Après une heure et demie de recherches vaines, les yeux gonflés et le costume en vrac, Sharko n’en pouvait plus. Il se redressa, perclus de douleurs. Incapable de voir où il avait déjà fouillé ou pas. L’impression de tourner en rond. La seule chose certaine : les techniciens de la police scientifique la trouveraient, cette douille.

Lucie lui attrapa le poignet.

— C’est cuit. Rentre à la maison, je t’en prie. J’appellerai la police ensuite et…

— Ne fais pas l’idiote. Trop tard. Tu tombes, je tombe, nos enfants tombent. T’en fais deux orphelins.

Sharko savait que chacune de ses phrases tailladait Lucie au plus profond de sa chair, mais ces scarifications s’imposaient. Il n’arrivait pas encore à croire ce que ses yeux voyaient : deux flics de la Criminelle, à quatre pattes sur le sol d’une cave, en train de chercher un tube en étain de 19 mm de haut et de 9 mm de diamètre pour cacher un crime. Dans un dernier sursaut d’espoir, il entama une nouvelle recherche. Cinq minutes plus tard, résigné, il plongea dans une longue réflexion, les yeux rivés sur le P30 de Ramirez.

— Ça ne sert à rien, on ne la trouvera pas. Je vois trois solutions. La moins bonne, on se débarrasse du corps. Mais, dans tous les cas, les flics viendront ici. L’absence de Ramirez va être signalée par je ne sais qui. Des enquêteurs vont finir par fouiller cette maison. Ce qui ne résout aucunement notre problème de douille, et je ne pourrai jamais vivre tranquille en sachant qu’elle est dans cette pièce et qu’un jour quelqu’un la retrouvera. La deuxième, le feu. Il ne restera plus grand-chose du corps ni de cette maison, sauf cette satanée douille. Les gars du département incendie et explosion mettront la main dessus, c’est sûr.

Sharko jeta un œil vers le cadavre.

— Je ne vois plus que la dernière option… On récupère l’affaire. On enquête sur ton propre meurtre.

7

Lucie se prit la tête entre les mains.

— On ne peut pas faire une chose pareille.

— Pourquoi pas ? On vient de boucler une affaire de double homicide, le timing est bon. Notre équipe est libre et récupère logiquement cette nouvelle enquête, à condition qu’on trouve le cadavre très vite, c’est-à-dire demain. Levallois est le procédurier qui sera chargé d’analyser la scène de crime et de collecter les indices avec les techniciens, mais je m’arrange pour prendre sa place cette fois-ci. C’est moi qui rédigerai le PV de constatation et qui m’occuperai des scellés. Avant de les déposer à la Scientifique, j’échangerai ta douille, que les techniciens m’auront remise, avec une autre. Au moins, on contrôlera de l’intérieur.

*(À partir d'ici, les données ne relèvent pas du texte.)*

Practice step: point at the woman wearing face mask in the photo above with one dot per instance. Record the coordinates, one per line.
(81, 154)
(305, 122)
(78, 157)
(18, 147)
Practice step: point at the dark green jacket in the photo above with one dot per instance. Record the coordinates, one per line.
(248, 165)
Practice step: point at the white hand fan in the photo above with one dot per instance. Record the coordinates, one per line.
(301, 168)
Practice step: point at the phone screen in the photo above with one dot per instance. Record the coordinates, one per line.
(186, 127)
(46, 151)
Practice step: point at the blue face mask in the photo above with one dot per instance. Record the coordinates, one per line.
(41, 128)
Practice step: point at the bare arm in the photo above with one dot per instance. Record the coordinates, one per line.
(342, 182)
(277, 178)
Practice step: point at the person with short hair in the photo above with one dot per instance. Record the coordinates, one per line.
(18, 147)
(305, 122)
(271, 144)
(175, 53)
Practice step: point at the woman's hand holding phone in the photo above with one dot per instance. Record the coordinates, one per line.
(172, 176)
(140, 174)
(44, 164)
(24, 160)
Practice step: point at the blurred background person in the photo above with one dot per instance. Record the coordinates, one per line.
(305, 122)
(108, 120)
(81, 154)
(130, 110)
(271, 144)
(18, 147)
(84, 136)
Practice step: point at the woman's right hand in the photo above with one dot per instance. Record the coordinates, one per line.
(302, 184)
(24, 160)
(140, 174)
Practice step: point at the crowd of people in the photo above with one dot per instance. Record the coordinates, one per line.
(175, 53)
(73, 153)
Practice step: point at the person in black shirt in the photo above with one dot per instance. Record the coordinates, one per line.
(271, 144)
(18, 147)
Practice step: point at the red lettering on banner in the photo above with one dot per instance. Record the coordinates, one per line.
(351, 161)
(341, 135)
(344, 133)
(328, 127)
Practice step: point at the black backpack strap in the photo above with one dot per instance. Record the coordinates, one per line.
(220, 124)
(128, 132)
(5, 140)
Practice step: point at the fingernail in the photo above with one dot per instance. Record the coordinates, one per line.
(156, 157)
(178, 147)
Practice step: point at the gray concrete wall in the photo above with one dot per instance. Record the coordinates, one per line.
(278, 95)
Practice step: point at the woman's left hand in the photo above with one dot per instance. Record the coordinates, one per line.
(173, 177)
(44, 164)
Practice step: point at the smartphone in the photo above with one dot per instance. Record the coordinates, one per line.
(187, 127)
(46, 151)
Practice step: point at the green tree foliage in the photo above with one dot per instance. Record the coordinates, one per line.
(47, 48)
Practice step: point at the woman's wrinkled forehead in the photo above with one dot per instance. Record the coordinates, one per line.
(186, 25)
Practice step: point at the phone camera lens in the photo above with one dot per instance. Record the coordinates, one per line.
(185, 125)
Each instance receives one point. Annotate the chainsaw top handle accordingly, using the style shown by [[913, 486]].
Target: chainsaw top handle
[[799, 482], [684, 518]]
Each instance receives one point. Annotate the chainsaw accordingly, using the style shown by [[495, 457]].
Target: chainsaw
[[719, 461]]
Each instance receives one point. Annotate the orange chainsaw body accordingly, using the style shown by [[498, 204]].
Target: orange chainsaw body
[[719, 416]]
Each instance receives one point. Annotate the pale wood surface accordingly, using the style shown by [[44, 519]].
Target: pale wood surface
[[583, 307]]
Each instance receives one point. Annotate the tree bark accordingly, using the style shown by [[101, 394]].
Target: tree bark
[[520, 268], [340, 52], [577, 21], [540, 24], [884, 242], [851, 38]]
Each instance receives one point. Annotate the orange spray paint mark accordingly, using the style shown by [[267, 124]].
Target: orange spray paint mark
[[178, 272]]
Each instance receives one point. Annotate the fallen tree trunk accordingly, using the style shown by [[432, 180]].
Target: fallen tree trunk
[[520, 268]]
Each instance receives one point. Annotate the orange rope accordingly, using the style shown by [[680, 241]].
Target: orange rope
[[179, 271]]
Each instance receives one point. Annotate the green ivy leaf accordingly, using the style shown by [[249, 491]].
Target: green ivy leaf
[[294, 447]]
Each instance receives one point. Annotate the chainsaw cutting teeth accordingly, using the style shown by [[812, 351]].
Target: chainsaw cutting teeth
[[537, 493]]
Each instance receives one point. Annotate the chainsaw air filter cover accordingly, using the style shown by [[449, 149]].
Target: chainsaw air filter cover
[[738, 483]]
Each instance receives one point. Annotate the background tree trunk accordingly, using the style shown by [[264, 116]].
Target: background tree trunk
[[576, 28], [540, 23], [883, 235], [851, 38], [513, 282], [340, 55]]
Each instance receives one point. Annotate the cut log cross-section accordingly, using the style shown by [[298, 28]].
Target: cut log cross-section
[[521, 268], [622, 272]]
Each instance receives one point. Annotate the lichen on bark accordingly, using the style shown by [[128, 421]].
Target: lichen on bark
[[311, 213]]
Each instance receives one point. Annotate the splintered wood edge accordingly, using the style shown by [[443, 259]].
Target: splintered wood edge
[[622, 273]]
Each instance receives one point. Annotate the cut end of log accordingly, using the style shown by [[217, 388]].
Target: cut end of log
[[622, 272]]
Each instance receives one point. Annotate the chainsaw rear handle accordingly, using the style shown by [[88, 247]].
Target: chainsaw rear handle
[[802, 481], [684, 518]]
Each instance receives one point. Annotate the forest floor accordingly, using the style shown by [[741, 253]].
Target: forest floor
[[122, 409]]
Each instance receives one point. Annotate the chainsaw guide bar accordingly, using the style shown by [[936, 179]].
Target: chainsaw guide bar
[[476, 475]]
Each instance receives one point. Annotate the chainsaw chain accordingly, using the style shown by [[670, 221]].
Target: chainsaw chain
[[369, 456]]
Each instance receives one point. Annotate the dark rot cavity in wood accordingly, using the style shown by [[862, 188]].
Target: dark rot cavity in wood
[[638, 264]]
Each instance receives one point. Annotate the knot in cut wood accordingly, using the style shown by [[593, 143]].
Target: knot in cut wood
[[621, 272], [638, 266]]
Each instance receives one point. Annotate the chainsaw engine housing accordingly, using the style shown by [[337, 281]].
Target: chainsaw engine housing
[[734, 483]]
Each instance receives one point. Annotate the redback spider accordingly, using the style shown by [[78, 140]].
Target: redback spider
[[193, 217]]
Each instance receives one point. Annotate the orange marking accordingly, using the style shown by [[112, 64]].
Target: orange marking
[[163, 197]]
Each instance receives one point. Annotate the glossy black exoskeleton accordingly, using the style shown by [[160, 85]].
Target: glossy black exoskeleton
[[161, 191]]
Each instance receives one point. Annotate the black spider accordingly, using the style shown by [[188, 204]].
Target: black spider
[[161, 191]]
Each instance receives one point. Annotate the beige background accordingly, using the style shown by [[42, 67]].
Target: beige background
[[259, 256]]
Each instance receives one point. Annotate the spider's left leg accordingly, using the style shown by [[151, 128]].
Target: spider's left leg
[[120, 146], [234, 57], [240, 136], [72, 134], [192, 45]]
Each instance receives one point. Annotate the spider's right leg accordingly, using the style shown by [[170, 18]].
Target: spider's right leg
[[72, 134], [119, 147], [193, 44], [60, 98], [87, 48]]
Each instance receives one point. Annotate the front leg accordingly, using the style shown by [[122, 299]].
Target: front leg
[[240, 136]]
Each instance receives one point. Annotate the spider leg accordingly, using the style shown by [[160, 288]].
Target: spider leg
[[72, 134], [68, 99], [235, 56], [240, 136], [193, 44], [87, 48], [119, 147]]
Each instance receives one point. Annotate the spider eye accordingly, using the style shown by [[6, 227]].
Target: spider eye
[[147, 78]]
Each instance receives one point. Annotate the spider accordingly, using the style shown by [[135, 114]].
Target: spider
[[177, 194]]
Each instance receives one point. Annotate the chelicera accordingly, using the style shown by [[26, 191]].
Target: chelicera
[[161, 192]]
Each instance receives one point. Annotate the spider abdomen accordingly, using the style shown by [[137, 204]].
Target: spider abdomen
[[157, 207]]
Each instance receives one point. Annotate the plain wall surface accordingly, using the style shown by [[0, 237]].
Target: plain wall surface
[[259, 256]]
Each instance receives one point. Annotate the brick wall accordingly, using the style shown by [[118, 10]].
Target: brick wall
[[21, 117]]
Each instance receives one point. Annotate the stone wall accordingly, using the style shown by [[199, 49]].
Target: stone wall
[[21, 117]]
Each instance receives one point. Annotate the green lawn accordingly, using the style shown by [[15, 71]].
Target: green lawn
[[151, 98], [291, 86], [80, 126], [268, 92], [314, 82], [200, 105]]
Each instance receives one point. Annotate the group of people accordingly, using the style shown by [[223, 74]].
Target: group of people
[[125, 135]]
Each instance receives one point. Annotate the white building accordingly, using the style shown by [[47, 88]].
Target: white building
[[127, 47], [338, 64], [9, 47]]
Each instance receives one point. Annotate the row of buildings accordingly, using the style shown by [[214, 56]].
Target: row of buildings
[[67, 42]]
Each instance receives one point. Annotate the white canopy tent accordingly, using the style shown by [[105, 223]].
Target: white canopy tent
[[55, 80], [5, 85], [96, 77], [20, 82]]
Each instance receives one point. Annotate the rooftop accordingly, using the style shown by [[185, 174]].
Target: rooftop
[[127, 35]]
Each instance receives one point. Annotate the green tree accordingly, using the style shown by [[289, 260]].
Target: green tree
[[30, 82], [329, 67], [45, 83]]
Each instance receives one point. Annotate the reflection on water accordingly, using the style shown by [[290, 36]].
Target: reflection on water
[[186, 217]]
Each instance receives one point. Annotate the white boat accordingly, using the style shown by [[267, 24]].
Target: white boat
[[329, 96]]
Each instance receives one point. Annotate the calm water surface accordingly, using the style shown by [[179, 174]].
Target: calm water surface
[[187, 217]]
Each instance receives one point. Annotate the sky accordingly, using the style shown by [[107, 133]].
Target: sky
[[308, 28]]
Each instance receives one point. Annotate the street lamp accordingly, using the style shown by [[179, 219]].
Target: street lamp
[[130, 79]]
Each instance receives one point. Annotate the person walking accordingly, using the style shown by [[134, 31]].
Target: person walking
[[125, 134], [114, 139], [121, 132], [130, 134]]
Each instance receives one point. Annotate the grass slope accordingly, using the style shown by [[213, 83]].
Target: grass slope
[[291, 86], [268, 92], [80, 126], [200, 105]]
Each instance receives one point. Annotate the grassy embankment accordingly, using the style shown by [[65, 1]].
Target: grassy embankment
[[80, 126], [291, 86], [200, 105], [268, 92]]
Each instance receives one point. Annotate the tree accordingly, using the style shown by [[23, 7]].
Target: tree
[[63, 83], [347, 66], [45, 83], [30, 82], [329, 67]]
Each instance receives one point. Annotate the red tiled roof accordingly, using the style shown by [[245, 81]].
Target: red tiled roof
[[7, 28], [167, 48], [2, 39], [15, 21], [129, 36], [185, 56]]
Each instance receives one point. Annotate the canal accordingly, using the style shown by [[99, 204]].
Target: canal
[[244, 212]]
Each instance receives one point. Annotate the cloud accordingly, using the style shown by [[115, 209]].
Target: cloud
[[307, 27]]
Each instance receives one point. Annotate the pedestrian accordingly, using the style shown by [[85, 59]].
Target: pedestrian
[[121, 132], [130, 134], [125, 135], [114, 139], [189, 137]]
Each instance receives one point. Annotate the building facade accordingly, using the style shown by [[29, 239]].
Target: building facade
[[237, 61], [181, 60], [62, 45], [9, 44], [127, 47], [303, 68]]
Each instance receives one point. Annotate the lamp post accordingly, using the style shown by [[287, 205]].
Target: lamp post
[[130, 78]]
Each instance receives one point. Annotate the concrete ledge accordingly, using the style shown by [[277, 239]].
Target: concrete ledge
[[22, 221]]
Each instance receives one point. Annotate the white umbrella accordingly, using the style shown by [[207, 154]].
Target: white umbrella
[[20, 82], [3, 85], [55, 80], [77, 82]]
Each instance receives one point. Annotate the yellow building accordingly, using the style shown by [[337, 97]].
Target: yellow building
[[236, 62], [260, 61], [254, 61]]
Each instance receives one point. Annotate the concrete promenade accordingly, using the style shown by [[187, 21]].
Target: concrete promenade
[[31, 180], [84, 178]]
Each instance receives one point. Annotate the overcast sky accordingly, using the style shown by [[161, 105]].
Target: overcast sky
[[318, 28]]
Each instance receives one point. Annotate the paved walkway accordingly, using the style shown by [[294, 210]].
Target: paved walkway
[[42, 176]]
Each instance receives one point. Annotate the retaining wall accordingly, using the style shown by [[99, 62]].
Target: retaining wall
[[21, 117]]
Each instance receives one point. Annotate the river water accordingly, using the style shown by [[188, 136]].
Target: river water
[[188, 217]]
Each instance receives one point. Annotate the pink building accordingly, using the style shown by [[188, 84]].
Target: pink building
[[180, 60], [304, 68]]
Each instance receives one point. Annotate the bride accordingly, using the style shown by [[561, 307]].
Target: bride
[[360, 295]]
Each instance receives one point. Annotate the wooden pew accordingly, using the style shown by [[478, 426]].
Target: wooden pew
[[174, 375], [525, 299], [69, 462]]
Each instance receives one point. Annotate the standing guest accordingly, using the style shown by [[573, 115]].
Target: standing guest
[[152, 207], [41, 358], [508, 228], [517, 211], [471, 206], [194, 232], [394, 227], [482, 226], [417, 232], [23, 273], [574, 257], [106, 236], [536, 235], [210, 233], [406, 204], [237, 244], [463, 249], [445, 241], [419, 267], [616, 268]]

— Ça ne marchera pas. On est en dehors de Paris, le 36 ne sera pas saisi. Et quand bien même le corps serait entre les murs de la capitale, ce n’est qu’une mort par balle parmi d’autres. L’affaire serait diligentée par un commissariat d’arrondissement.

— Tu as raison, il faudrait un caractère exceptionnel, un meurtre peu commun et particulièrement sordide pour qu’on soit sûrs d’être sur le coup et qu’on se déplace jusqu’ici. Mais regarde cet endroit, le chat criblé de sangsues. Il y a tout ce qu’il faut pour rendre ce crime plus spectaculaire. Pour que les autorités judiciaires n’aient d’autre choix que de saisir le 36.